The wind at Wangshu Inn carried memories.
You had learned that quickly after arriving in Liyue — the way the air felt heavier near the stone lanterns, the way distant echoes lingered longer than they should. Some said it was because of old gods. Others blamed wandering spirits. But tonight, as the moon cast silver light over the balcony, it felt like the world itself was holding its breath.
And Xiao was watching you.
He stood at the edge of the roof, arms folded, teal hair shifting slightly with the breeze. Golden eyes tracked your every movement, sharp and searching — but not hostile. Not exactly.
Just… confused.
“You walk like them,” he finally said, voice quiet but heavy with something unspoken. “Your presence… it is familiar.”
You blinked. “We’ve only met a few times.”
“No,” Xiao said immediately, tone firm. “Not you.”
The words hung between you like a drawn blade.
Below, lanterns swayed gently, their warm glow contrasting with the tension settling in your chest. Ever since you arrived in Liyue Harbor, strange things had been happening — flashes of déjà vu, whispers in dreams you couldn’t quite remember when you woke. And Xiao… he had appeared more often than coincidence could explain.
Watching. Guarding. Hesitating.
“You remind me of someone,” he continued at last. “Long ago. Before contracts were broken. Before the karmic debt grew this heavy.”
His gaze softened — a rare, fragile thing — before hardening again like he caught himself slipping.
“They are gone,” he added quietly. “Erased by time… or perhaps by fate itself.”
A silence fell. The wind stirred your clothes, carrying faint echoes of distant music from the harbor below. You felt a strange ache in your chest, like hearing a story you were somehow part of but didn’t remember living.
“Xiao…” you started carefully, “what do you mean ‘not me’?”
He stepped closer.
For a moment, the fierce Yaksha who struck down demons without hesitation seemed unsure — almost vulnerable.
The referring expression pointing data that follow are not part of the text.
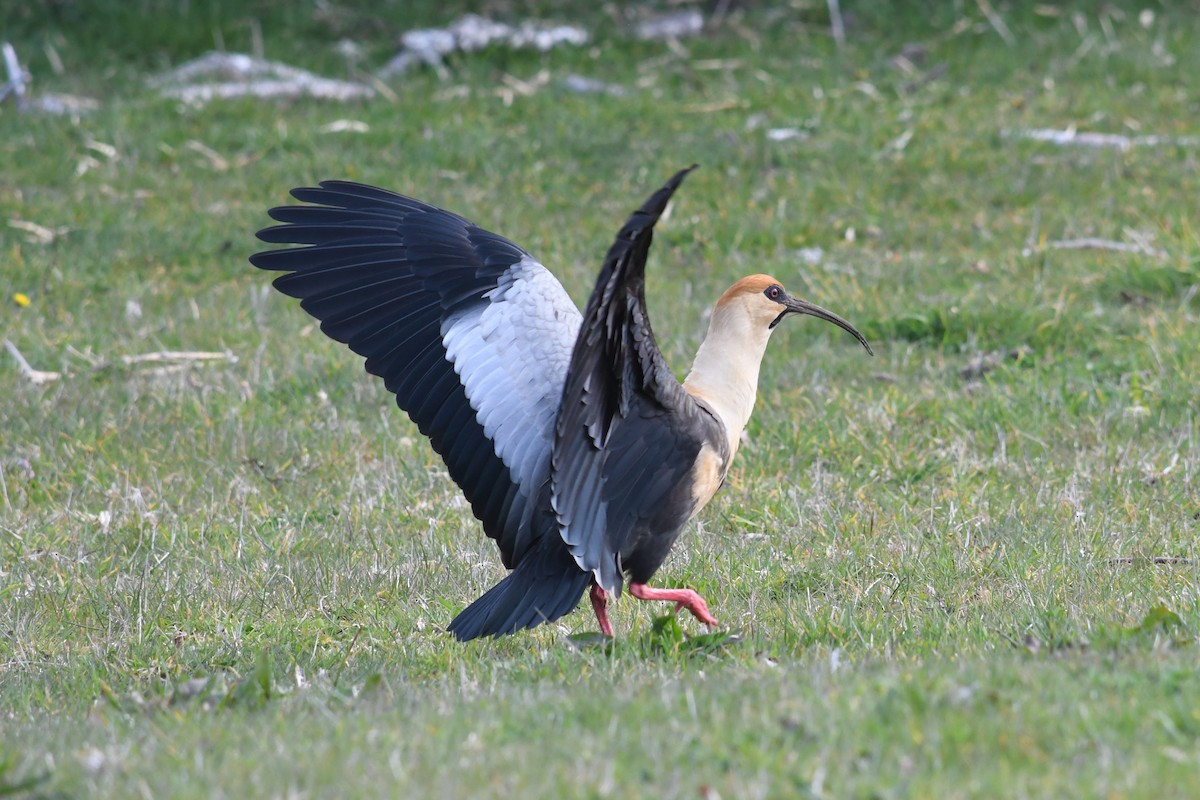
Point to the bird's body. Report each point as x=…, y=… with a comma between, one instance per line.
x=577, y=449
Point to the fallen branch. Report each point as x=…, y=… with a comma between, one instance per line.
x=17, y=77
x=36, y=377
x=223, y=76
x=1104, y=244
x=473, y=32
x=177, y=356
x=1069, y=137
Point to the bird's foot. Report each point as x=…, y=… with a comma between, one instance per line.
x=682, y=597
x=600, y=606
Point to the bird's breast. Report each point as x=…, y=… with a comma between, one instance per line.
x=707, y=475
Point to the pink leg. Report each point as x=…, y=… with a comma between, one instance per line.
x=600, y=606
x=682, y=597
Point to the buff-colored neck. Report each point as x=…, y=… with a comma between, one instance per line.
x=725, y=373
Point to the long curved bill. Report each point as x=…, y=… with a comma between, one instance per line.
x=797, y=306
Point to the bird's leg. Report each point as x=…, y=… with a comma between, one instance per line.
x=600, y=606
x=682, y=597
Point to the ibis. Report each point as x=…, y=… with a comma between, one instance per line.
x=577, y=449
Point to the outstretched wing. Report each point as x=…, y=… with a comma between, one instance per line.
x=469, y=332
x=619, y=449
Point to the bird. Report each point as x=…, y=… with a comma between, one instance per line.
x=577, y=449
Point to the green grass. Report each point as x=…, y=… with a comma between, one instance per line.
x=232, y=579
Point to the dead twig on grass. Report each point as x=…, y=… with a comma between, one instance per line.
x=1069, y=137
x=235, y=74
x=1089, y=242
x=177, y=358
x=36, y=377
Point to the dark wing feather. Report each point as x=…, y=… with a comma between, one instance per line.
x=627, y=433
x=469, y=332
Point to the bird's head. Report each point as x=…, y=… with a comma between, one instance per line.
x=765, y=302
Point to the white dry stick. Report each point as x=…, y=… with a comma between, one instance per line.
x=837, y=25
x=996, y=22
x=17, y=76
x=1089, y=139
x=36, y=377
x=37, y=234
x=1105, y=244
x=237, y=74
x=177, y=356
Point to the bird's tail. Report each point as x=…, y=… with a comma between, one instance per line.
x=544, y=587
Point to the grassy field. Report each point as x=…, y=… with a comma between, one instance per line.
x=963, y=569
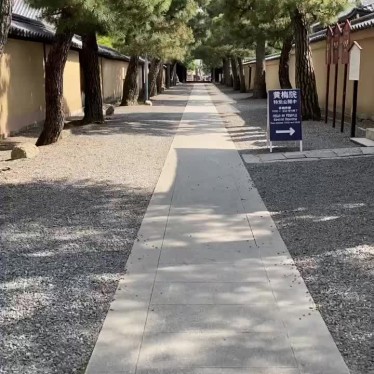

His hand lifted slightly, stopping just short of touching your face, as if testing whether you were real.
“In another lifetime,” he said slowly, “there was someone who stood beside me. Someone who did not fear my nature… who saw past the suffering. They spoke to me as you do. They looked at me as you do.”
His voice dropped to barely more than a whisper.
“They called me by my true name.”
A sudden gust of wind swept across the balcony, scattering loose petals around your feet. Something stirred deep inside you — a flicker of recognition, a warmth that felt like a memory trying to surface.
But before you could reach it, Xiao stepped back, expression tightening.
“This is dangerous,” he muttered. “If fate has returned you… or someone like you… then the karmic burden may follow. I will not allow you to suffer because of me again.”
Again.
The word hit you like a falling star.
From the shadows beyond the inn, a faint ripple of dark energy spread through the air — the unmistakable presence of lingering evil. Xiao’s posture shifted instantly, protective instincts overriding everything else.
Yet even as he summoned his polearm, his eyes flicked back to you.